As Bright as Heaven(79)



Ursula’s reaction to my statement is unreadable. She doesn’t say a word.

“I’d like to try to help you, Ursula. I’m hoping we can chat about why you’re here. I want you to know you can trust me.”

She says nothing.

“Do you know why you’re here?”

Ursula closes and opens her eyes slowly and then nods once.

“Can you tell me why you wanted to harm yourself? Whatever the reason is, you can tell me. I won’t judge you. I promise. I just want to help you.”

“Help me do what?” she says with what seems equal parts curiosity and disinterest.

I put one of my hands over one of hers. “Help you move past this great sorrow in your life. Help you find a way to accept what happened to you but move past it and live your life.”

“Move past it?” she echoes.

“Yes.”

Ursula looks down at my hand on hers and says nothing.

“You might be thinking right now it’s too hard to do that, but if you—”

“I don’t want to move past it,” she says.

“Beg your pardon?”

She raises her head to look into my eyes. “I don’t want to move past it.”

I need a moment’s thought before I can continue. “Right now the pain you carry might be all that you have, and it’s probably scary to imagine having nothing at all, not even that, and I do understand that fear, but if you will just—”

“But I’m not afraid.”

I hadn’t expected this kind of response. I must attempt a different approach. If I can be allowed to see what she has suffered, perhaps I can convince her to trust me. “Ursula, can you tell me about your parents?”

“What about them?”

“Where are they?”

“They’re dead.”

“Can you tell me how they died?”

She inhales deeply as though to prepare to share with me something she hasn’t told anyone else in a long time. “My father died in a construction accident when I was a baby. My mother died from that flu.”

“I see. I’m so very sorry. My mother died from that flu, too,” I say gently.

For a second, Ursula stares at me in disbelief that she and I could possibly have anything in common. But then she turns back to the window, and it’s as if a cloud has passed over her.

“So you must have been a young girl when your mother died,” I say. “Nine? Do I have that right?”

She says nothing.

“Any brothers or sisters?”

Nothing.

“Did your grandparents or other family take you in, Ursula?”

She blinks but does not answer.

“Do they know where you are?”

Ursula turns her head just a fraction so that she is now looking at Sybil Reese, sitting in her chair and staring out a window.

“Ursula, I really do think I can help you.

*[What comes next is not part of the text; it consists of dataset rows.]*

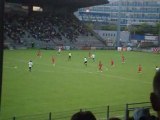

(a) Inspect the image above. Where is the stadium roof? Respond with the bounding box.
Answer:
[6,0,108,8]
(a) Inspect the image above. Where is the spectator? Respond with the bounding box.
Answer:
[71,111,96,120]
[150,70,160,120]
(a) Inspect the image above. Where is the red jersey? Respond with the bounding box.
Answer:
[138,65,142,72]
[52,57,55,64]
[122,56,125,63]
[111,60,114,66]
[99,62,103,70]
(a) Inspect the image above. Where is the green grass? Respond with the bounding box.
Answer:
[0,50,160,118]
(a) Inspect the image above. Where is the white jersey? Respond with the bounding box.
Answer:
[28,61,33,67]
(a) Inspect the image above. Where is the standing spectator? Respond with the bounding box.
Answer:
[84,57,87,67]
[150,70,160,120]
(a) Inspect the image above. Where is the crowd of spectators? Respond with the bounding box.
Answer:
[4,13,89,43]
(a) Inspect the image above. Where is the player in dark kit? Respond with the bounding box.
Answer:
[52,56,55,66]
[122,55,125,63]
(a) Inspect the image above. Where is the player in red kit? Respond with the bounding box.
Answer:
[111,59,114,66]
[52,56,55,66]
[37,50,42,58]
[138,65,142,73]
[88,52,91,58]
[98,61,103,72]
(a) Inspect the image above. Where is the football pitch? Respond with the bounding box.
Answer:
[0,50,160,118]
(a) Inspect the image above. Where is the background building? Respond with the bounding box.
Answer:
[78,0,160,25]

But you must help me first. I need you to tell me if you have any family that we should know about. If they have hurt you or if you are afraid for them to know where you are, we don’t have to tell them you’re here. I promise you that. I just need to know if there is someone who can help us understand what you’ve been through.”

For a second I think Ursula is done talking with me today. This happens. A patient suffering from mental illness will just suddenly shut down like a machine with its power cut off.

But then Ursula nods toward Sybil Reese. “What’s wrong with her?”

I follow Ursula’s gaze. “She . . . That woman has a sickness that has greatly affected her mind.”

“A sickness? Like the flu?”

I shake my head. “No. It’s not something that you or anyone else can catch from her.”

“Is that what I have?”

“I don’t think so.” I say nothing else because I want Ursula to turn her attention back to me and she does.

“How do you know?” she asks.

“That woman has an illness here, in her brain.” I touch my head. “I think where you hurt is here.” And I place my hand over my heart.

Ursula studies me for a moment, contemplating my assessment, and I can see she is wondering how I can know this.

Then our attention is jointly commanded by movement just beyond us. Conrad Reese has arrived to visit his wife. He leans down to kiss Sybil’s forehead, and she exhibits no response at all to his tender touch. When he straightens and lifts his head, our eyes meet. Heat rises to my cheeks, and I don’t know why. I look away and turn back to Ursula.

Her gaze, however, is still tight on Sybil, as though she wishes she could trade places and be the woman in the room whose mind is so far gone she feels nothing anymore.





CHAPTER 52



Willa


Five years ago, if you needed rum to make punch at Christmastime, you just went to a store, bought some, and brought it home. I don’t remember what it was like for someone to buy rum because I was nine back then, and rum didn’t interest me in the least. I do remember the last day you could actually do that, though, because everybody was buying bottles of it—that and whiskey and Pabst Blue Ribbon and I don’t know what else—to hide away in their cellars because there wasn’t going to be any anymore. The next day it was illegal to make or sell or transport liquor. If you still had some in your house, you could drink it, but you weren’t going to be able to buy more and no one was allowed to make more. That last afternoon, Papa and Roland Sutcliff sat on our stoop with cigars and glasses of port—in front of all the world, as Dora Sutcliff described it—and talked about how the world was changing.